Comparing the three months before lock-in dates to three months afterward, Medicaid officials also found that recipients consumed 2.3 million fewer pills, or about 1,000 fewer pills apiece. N.C. Medicaid likely reduced the supply of controlled substances by millions more pills since the program was launched in October 2010.

Here are examples of patients who reduced costs significantly during the first two months after they were locked-in, compared to the two months prior:

A man from the Fayetteville area received prescriptions for nine narcotic pain relievers and two tranquilizer/anxiety medicines, which he obtained from nine separate physicians and filled at four pharmacies. He visited hospital emergency rooms five times, medical offices 14 times and had 15 radiologic scans.
Cost to state Medicaid for two months before lock-in: $39,061
Cost for two months after lock-in: $3,374
Percentage drop: 91%
Health benefits: His chronic shoulder and back pain from an old injury was managed, and he received help for health and psychological issues.
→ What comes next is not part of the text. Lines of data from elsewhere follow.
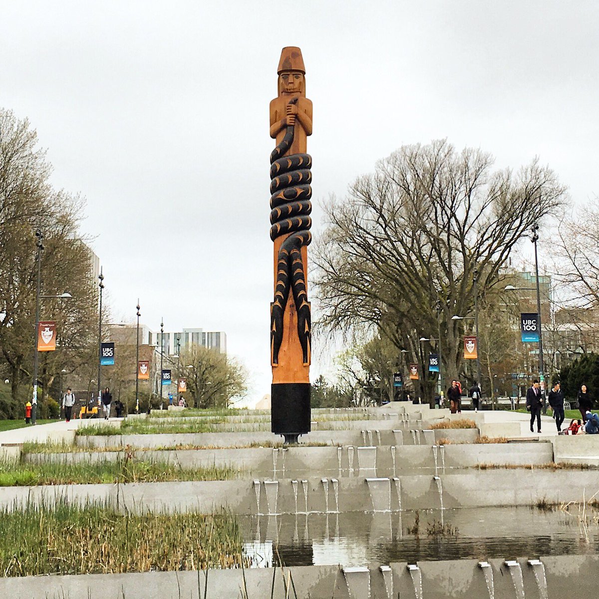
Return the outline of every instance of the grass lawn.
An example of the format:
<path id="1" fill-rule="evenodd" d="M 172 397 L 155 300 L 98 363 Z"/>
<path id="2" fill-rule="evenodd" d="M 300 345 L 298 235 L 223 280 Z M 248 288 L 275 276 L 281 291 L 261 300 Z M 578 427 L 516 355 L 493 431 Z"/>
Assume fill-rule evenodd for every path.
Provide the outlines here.
<path id="1" fill-rule="evenodd" d="M 49 422 L 56 422 L 56 420 L 37 420 L 38 424 L 47 424 Z M 26 424 L 25 419 L 23 420 L 0 420 L 0 432 L 2 431 L 12 431 L 15 428 L 23 428 L 25 426 L 31 426 L 31 424 Z M 37 425 L 36 425 L 37 426 Z"/>

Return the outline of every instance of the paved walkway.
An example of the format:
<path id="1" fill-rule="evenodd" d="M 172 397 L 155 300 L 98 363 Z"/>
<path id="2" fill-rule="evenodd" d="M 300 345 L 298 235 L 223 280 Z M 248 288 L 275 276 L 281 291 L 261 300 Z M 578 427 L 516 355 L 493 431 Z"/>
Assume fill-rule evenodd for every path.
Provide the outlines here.
<path id="1" fill-rule="evenodd" d="M 122 418 L 111 418 L 109 422 L 119 422 Z M 5 443 L 22 443 L 26 441 L 37 441 L 47 443 L 49 438 L 55 437 L 58 440 L 61 433 L 67 434 L 69 431 L 76 431 L 80 426 L 96 426 L 105 423 L 102 419 L 92 418 L 81 420 L 79 418 L 71 420 L 70 422 L 60 420 L 47 424 L 28 425 L 22 428 L 15 428 L 11 431 L 2 431 L 0 432 L 0 445 Z"/>

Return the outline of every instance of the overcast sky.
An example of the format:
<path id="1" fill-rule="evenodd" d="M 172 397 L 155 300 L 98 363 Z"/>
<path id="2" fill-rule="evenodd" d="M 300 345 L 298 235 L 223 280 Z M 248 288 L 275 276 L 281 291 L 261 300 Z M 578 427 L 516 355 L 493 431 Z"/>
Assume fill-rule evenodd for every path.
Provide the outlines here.
<path id="1" fill-rule="evenodd" d="M 0 105 L 87 198 L 115 319 L 225 331 L 270 391 L 268 104 L 299 46 L 315 204 L 403 144 L 539 156 L 599 193 L 599 2 L 2 0 Z M 322 211 L 314 211 L 317 235 Z M 541 237 L 541 241 L 543 241 Z M 548 240 L 544 240 L 546 243 Z M 327 363 L 317 352 L 313 380 Z M 319 352 L 324 355 L 319 357 Z"/>

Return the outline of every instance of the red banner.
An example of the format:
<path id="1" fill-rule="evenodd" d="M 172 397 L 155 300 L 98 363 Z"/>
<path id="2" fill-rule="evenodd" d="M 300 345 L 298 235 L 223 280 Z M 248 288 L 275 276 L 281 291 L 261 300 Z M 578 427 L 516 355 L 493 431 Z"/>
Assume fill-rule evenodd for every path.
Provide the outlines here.
<path id="1" fill-rule="evenodd" d="M 467 360 L 476 360 L 479 357 L 478 343 L 475 337 L 464 338 L 464 357 Z"/>
<path id="2" fill-rule="evenodd" d="M 410 364 L 410 378 L 412 380 L 418 380 L 420 377 L 418 376 L 418 364 Z"/>
<path id="3" fill-rule="evenodd" d="M 56 323 L 46 320 L 38 323 L 38 351 L 53 352 L 56 349 Z"/>

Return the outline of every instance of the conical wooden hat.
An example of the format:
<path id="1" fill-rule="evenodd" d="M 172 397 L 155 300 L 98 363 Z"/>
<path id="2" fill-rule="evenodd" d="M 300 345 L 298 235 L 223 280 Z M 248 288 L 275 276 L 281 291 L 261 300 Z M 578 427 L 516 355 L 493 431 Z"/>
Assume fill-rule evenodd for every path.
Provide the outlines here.
<path id="1" fill-rule="evenodd" d="M 281 50 L 281 59 L 279 61 L 277 74 L 280 75 L 283 71 L 300 71 L 305 74 L 301 50 L 297 46 L 288 46 Z"/>

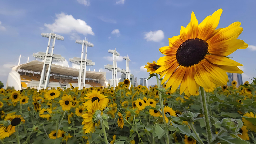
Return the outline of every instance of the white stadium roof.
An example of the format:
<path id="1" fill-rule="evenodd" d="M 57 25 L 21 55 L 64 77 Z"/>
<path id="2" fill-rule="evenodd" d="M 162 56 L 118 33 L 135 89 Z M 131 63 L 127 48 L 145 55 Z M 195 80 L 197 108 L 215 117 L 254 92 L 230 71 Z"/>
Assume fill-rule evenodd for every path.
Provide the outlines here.
<path id="1" fill-rule="evenodd" d="M 29 63 L 23 64 L 13 67 L 12 69 L 17 71 L 18 69 L 24 69 L 28 71 L 41 72 L 43 69 L 44 62 L 36 60 Z M 71 67 L 67 67 L 55 64 L 52 64 L 51 73 L 61 75 L 78 77 L 79 70 Z M 86 71 L 86 78 L 92 79 L 100 79 L 102 77 L 105 77 L 106 72 Z"/>

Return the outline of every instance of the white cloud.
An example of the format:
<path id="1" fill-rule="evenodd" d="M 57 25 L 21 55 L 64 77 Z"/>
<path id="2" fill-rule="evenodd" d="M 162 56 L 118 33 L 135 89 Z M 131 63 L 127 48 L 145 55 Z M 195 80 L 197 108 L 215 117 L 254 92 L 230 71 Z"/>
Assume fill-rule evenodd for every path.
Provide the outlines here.
<path id="1" fill-rule="evenodd" d="M 118 29 L 115 29 L 112 31 L 111 32 L 112 34 L 116 35 L 117 37 L 120 36 L 120 32 Z"/>
<path id="2" fill-rule="evenodd" d="M 154 31 L 150 31 L 147 32 L 144 35 L 144 39 L 147 40 L 147 41 L 153 41 L 159 42 L 162 41 L 164 37 L 164 32 L 161 30 Z"/>
<path id="3" fill-rule="evenodd" d="M 142 66 L 140 67 L 140 71 L 142 71 L 143 72 L 147 72 L 147 69 L 145 69 L 144 68 L 145 67 L 145 65 L 142 65 Z"/>
<path id="4" fill-rule="evenodd" d="M 99 18 L 100 19 L 105 22 L 108 23 L 113 23 L 113 24 L 116 23 L 116 21 L 114 19 L 108 19 L 103 17 L 100 17 Z"/>
<path id="5" fill-rule="evenodd" d="M 116 3 L 117 4 L 123 4 L 124 3 L 124 1 L 125 0 L 119 0 L 117 2 L 116 2 Z"/>
<path id="6" fill-rule="evenodd" d="M 76 33 L 82 34 L 84 35 L 87 34 L 94 35 L 92 28 L 84 20 L 80 19 L 76 19 L 72 15 L 66 15 L 63 13 L 56 14 L 56 16 L 57 19 L 54 23 L 44 24 L 44 26 L 52 31 L 63 34 L 70 34 L 73 35 L 77 35 L 74 34 Z"/>
<path id="7" fill-rule="evenodd" d="M 80 4 L 84 4 L 85 6 L 90 5 L 90 2 L 89 0 L 77 0 L 77 2 Z"/>
<path id="8" fill-rule="evenodd" d="M 117 62 L 121 62 L 123 61 L 124 59 L 123 58 L 122 56 L 116 56 L 116 61 Z M 107 57 L 104 57 L 103 58 L 106 59 L 108 61 L 113 61 L 113 56 L 107 56 Z"/>
<path id="9" fill-rule="evenodd" d="M 256 46 L 255 46 L 250 45 L 248 46 L 248 48 L 249 49 L 252 51 L 256 50 Z"/>
<path id="10" fill-rule="evenodd" d="M 0 25 L 1 25 L 2 23 L 1 21 L 0 21 Z M 6 29 L 3 26 L 0 26 L 0 31 L 5 31 L 6 30 Z"/>
<path id="11" fill-rule="evenodd" d="M 71 66 L 72 68 L 78 69 L 80 69 L 80 65 L 75 64 L 74 63 L 72 63 Z"/>
<path id="12" fill-rule="evenodd" d="M 68 62 L 65 59 L 65 60 L 63 62 L 52 62 L 52 64 L 57 65 L 60 65 L 62 66 L 65 66 L 66 67 L 69 67 Z"/>

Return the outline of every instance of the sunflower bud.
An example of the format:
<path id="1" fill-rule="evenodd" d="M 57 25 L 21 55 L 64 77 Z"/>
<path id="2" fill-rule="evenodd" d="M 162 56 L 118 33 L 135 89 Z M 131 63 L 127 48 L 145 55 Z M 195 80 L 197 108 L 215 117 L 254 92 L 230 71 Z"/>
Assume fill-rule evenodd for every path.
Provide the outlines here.
<path id="1" fill-rule="evenodd" d="M 243 123 L 240 119 L 234 119 L 225 118 L 221 122 L 222 127 L 228 132 L 232 133 L 237 133 L 243 126 Z"/>

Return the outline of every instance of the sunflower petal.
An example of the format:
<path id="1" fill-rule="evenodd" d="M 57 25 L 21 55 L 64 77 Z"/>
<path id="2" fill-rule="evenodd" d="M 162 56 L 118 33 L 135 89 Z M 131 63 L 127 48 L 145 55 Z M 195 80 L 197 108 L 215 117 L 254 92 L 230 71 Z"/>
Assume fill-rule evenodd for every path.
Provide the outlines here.
<path id="1" fill-rule="evenodd" d="M 218 66 L 223 70 L 226 72 L 235 73 L 243 73 L 244 72 L 237 66 L 218 65 Z"/>
<path id="2" fill-rule="evenodd" d="M 222 12 L 222 9 L 219 9 L 211 16 L 206 17 L 199 24 L 198 38 L 204 40 L 209 38 L 217 27 Z"/>
<path id="3" fill-rule="evenodd" d="M 191 38 L 192 39 L 196 38 L 198 35 L 198 21 L 193 12 L 191 14 L 190 23 L 190 27 L 189 32 Z"/>
<path id="4" fill-rule="evenodd" d="M 209 45 L 208 51 L 210 54 L 226 57 L 242 47 L 244 43 L 244 41 L 239 39 L 223 41 Z"/>
<path id="5" fill-rule="evenodd" d="M 205 59 L 209 62 L 218 65 L 229 66 L 243 66 L 243 65 L 234 60 L 224 57 L 213 55 L 206 55 Z"/>

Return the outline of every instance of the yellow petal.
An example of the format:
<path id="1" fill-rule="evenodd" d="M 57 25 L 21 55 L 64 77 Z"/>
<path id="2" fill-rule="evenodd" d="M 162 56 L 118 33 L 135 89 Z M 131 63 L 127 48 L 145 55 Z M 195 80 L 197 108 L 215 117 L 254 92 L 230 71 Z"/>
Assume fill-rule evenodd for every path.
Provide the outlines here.
<path id="1" fill-rule="evenodd" d="M 242 47 L 239 48 L 239 49 L 245 49 L 248 47 L 248 44 L 245 43 L 244 44 L 244 45 Z"/>
<path id="2" fill-rule="evenodd" d="M 209 45 L 208 51 L 210 54 L 226 57 L 243 46 L 244 43 L 244 42 L 241 40 L 223 41 Z"/>
<path id="3" fill-rule="evenodd" d="M 235 73 L 243 73 L 243 71 L 239 69 L 237 66 L 228 66 L 227 65 L 218 65 L 218 66 L 223 70 L 226 72 Z"/>
<path id="4" fill-rule="evenodd" d="M 206 17 L 200 24 L 198 38 L 204 40 L 209 38 L 217 27 L 222 12 L 222 9 L 219 9 L 210 16 Z"/>
<path id="5" fill-rule="evenodd" d="M 224 57 L 213 55 L 206 55 L 205 57 L 209 62 L 218 65 L 229 66 L 243 66 L 239 63 Z"/>
<path id="6" fill-rule="evenodd" d="M 196 38 L 198 34 L 198 21 L 194 12 L 191 14 L 190 27 L 188 30 L 191 39 Z"/>
<path id="7" fill-rule="evenodd" d="M 208 73 L 200 64 L 192 66 L 195 67 L 193 68 L 195 80 L 200 86 L 209 89 L 211 82 Z"/>

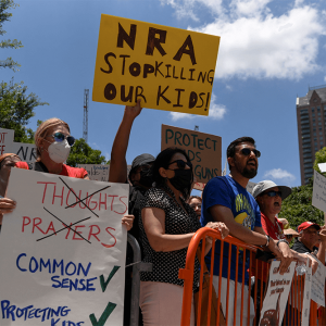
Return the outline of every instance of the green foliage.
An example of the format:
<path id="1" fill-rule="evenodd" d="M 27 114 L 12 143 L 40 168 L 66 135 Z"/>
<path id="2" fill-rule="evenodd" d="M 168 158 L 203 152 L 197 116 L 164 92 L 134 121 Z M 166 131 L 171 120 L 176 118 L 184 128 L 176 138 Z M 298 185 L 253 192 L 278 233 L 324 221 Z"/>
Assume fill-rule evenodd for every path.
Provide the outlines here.
<path id="1" fill-rule="evenodd" d="M 93 150 L 84 138 L 76 139 L 66 161 L 70 166 L 77 164 L 109 164 L 100 150 Z"/>
<path id="2" fill-rule="evenodd" d="M 14 129 L 14 141 L 34 142 L 34 131 L 25 126 L 34 116 L 34 108 L 48 104 L 40 102 L 35 93 L 27 95 L 27 87 L 21 84 L 0 84 L 0 127 Z"/>
<path id="3" fill-rule="evenodd" d="M 13 0 L 0 0 L 0 35 L 4 35 L 5 30 L 2 28 L 4 22 L 10 21 L 12 13 L 8 12 L 10 8 L 15 8 L 17 4 L 14 3 Z M 22 42 L 16 39 L 7 39 L 0 40 L 0 48 L 11 48 L 11 49 L 20 49 L 22 48 Z M 12 58 L 7 58 L 5 60 L 0 60 L 0 68 L 9 67 L 13 71 L 16 71 L 20 64 L 12 60 Z"/>
<path id="4" fill-rule="evenodd" d="M 326 177 L 326 173 L 322 173 L 318 164 L 326 162 L 326 147 L 318 150 L 315 154 L 314 170 Z"/>
<path id="5" fill-rule="evenodd" d="M 296 229 L 305 221 L 324 225 L 324 213 L 312 205 L 313 179 L 305 186 L 293 187 L 292 193 L 281 203 L 279 217 L 287 218 L 290 227 Z"/>

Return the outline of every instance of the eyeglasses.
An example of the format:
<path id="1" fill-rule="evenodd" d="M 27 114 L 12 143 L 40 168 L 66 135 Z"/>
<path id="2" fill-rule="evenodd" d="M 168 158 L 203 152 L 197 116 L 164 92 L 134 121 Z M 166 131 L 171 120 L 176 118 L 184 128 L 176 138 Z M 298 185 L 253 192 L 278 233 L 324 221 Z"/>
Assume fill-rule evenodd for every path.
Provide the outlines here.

A woman from the Wilmington area obtained eight prescriptions for narcotics from four physicians, which she filled at four pharmacies. She discovered she was pregnant while visiting two hospital emergency rooms, four medical offices and receiving three radiologic scans.
Cost to state Medicaid for two months before lock-in: $13,181
Cost for two months after lock-in: $207
Percentage drop: 98%
Health benefits: She received vital prenatal care during her pregnancy and pain management for chronic back and knee issues.

A woman from the Triangle area visited seven doctors, obtaining prescriptions for seven opiate pain relievers and nine tranquilizer/anxiety medicines. She underwent four radiologic scans, made eight visits to a hospital emergency room (arriving by ambulance twice) and made nine visits to other medical offices.
Cost to state Medicaid for two months before lock-in: $24,722
Cost for two months after lock-in: $15,187
Percentage drop: 39%
Health benefits: Her health and psychological issues are being better monitored and controlled.

A man from the Charlotte area obtained seven narcotics and two tranquilizer/anxiety medicines from five physicians. He underwent four radiologic scans, made seven medical office visits and one to an ER.
Cost to state Medicaid for two months before lock-in: $27,976
Cost for two months after lock-in: less than $8,925
Percentage drop: 68%
Health benefits: His back pain and other chronic health issues are now better managed.

A woman from the Asheville area obtained eight narcotics prescriptions from four physicians, which she filled at three pharmacies. She received six radiologic scans, made four medical office visits and one to an ER.
Cost to state Medicaid for two months before lock-in: $12,598
Cost for two months after lock-in: $688
Percentage drop: 95%
Health benefits: better management of her chronic back pain.

A woman from the Triad area obtained prescriptions for nine narcotic and two tranquilizer/anxiety medicines from four physicians, filling them at three pharmacies. She underwent six radiologic scans and visited five medical offices and an ER.
Cost to state Medicaid for two months before lock-in: $18,650
Cost for two months after lock-in: $1,129
Percentage drop: 94%
Health benefits: Her chronic back pain and foot pain – plus other health and psychological issues – are managed and monitored.